Знобин согласился, но на второй же день понял, что должен немедленно окунуться в дела, иначе пропадешь. Правда, проснувшись в первое свое свободное утро, как всегда ни свет ни заря, вспомнив вдруг, что ему никуда не надо торопиться, что он может лежать сколько его душе угодно, он испытал блаженнейшую минуту грузчика, освободившегося наконец от тяжелой, долго носимой им ноши. Но то была минута, не более того. В следующую на него накатилась такая звериная тоска, что он даже застонал, по-волчьи лязгнув зубами. На вопрос заглянувшей к нему жены: «Что с тобою Федя? Ты заболел?» — сердито ответил: «Я вполне здоров. Иди, Лена». И когда, обеспокоенная, она ушла к себе на кухню, почувствовал, что задыхается от этой вдруг навалившейся на него тоски. Представил себе свой кабинет, стол, сидящего за ним нового человека, входивших и выходивших людей, телефонные звонки, которые, казалось, осточертели ему до последней степени, но без которых, видимо, он уже тоже не мог прожить и одного часа; подъезжающие к райкому и отъезжающие от него тарантасы и двуколки с давно знакомыми работниками, лихо подкатывавшиеся легковушки (теперь, спустя десять лет, их было немало в районе) с председателями колхозов и директорами предприятий — всех их наставлял он на путь истинный, натаскивал на руководящие должности, пестовал, как мог, — все это двигалось, о чем-то хлопотало, спорило, планировало что-то, чего-то требовало, и все это теперь уж без него, Знобина, оказавшегося вдруг в стороне от всей этой районной канители. Вслед за другими умными, умудренными житейским опытом людьми он иной раз повторял известную присказку относительно того, что незаменимых людей нет, но все это тогда, когда дело не касалось его самого. А когда коснулось, сердце сжалось, превратилось в нарыв. «Неужели я так-таки никому не нужен более? Неужели все дела могут делаться без меня? Отчего же четверть века я был убежден, что все вокруг делается, крутится, движется только потому, что в центре этого движения, живого этого вращения был я? Разве не я подымал людей на коллективизацию в этом районе? Аль не меня терзали потом за „головокружение“?» — Он думал так, чувствуя, что в груди и горле скапливается мокрота, которая вот-вот сотрясет его до мучительного удушья. Ему бы успокоиться, отвлечься от всего, да попробуй отгони от себя все эти терзающие его мысли!

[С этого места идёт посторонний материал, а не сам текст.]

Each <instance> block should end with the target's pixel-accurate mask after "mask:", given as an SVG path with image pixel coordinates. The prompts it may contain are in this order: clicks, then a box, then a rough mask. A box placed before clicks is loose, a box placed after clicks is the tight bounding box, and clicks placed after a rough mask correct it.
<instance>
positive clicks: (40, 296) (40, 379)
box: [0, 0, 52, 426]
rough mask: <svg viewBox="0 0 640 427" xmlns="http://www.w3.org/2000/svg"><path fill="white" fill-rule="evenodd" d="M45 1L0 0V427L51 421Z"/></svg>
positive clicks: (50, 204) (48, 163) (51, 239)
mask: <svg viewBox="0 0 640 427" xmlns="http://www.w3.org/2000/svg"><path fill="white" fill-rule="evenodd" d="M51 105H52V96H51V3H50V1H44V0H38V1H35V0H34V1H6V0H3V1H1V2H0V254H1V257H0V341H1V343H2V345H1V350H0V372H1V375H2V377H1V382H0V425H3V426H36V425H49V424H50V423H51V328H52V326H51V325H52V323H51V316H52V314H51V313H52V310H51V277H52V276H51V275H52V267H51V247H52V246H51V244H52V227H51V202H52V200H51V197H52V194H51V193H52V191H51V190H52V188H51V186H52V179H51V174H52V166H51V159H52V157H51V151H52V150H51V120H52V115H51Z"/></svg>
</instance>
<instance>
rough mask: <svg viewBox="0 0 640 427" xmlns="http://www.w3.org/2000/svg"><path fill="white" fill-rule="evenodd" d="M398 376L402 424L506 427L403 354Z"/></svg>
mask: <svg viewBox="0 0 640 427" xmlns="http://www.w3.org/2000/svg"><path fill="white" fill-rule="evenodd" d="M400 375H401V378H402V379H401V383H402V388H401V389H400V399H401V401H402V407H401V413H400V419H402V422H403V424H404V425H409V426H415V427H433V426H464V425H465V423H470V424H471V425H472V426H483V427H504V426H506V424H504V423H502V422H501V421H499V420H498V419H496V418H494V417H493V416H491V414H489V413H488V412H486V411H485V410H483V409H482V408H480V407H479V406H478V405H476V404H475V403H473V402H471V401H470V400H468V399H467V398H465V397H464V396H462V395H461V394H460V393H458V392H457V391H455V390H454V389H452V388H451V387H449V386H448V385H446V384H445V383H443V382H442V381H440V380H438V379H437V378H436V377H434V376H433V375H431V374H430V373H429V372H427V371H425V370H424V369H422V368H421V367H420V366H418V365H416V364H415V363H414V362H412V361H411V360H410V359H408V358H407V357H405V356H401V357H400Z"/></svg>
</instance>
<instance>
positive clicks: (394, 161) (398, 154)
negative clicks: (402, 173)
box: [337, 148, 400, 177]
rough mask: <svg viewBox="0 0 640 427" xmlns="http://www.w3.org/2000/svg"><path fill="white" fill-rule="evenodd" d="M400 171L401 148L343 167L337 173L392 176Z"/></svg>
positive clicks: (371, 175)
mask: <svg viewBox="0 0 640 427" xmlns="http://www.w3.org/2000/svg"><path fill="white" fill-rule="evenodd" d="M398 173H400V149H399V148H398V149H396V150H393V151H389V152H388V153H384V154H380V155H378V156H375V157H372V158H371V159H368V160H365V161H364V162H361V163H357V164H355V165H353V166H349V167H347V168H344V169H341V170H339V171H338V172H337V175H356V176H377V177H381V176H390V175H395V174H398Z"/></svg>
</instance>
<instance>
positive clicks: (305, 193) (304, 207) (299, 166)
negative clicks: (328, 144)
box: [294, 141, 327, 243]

Четверть века пронеслась перед его глазами. Вспомнил, вернее, не вспомнил, а ясно увидел меж других дней и тот мартовский день пятьдесят третьего года, толпу оглушенных людей на площади, себя на трибуне, произносящего одеревенелыми губами траурную речь, а потом выезжавшего в села и деревни, чтобы как-то поддержать людей, не допустить того, чтобы перед самой посевной у них опустились руки. Потом был год пятьдесят шестой, Двадцатый съезд, и он, Знобин, делегат съезда, утопивший голову в плечи под ударами страшных слов, падавших на него с самой высокой трибуны; смысл этих слов был до того невероятен и тяжел, что сердце поначалу отказывалось понимать и принимать их, но ему, секретарю райкома, предстояло еще встретиться с распяленными в жутком удивлении глазами людей, которые послали его на этот съезд, — что он им скажет? А он должен, обязан был сказать!..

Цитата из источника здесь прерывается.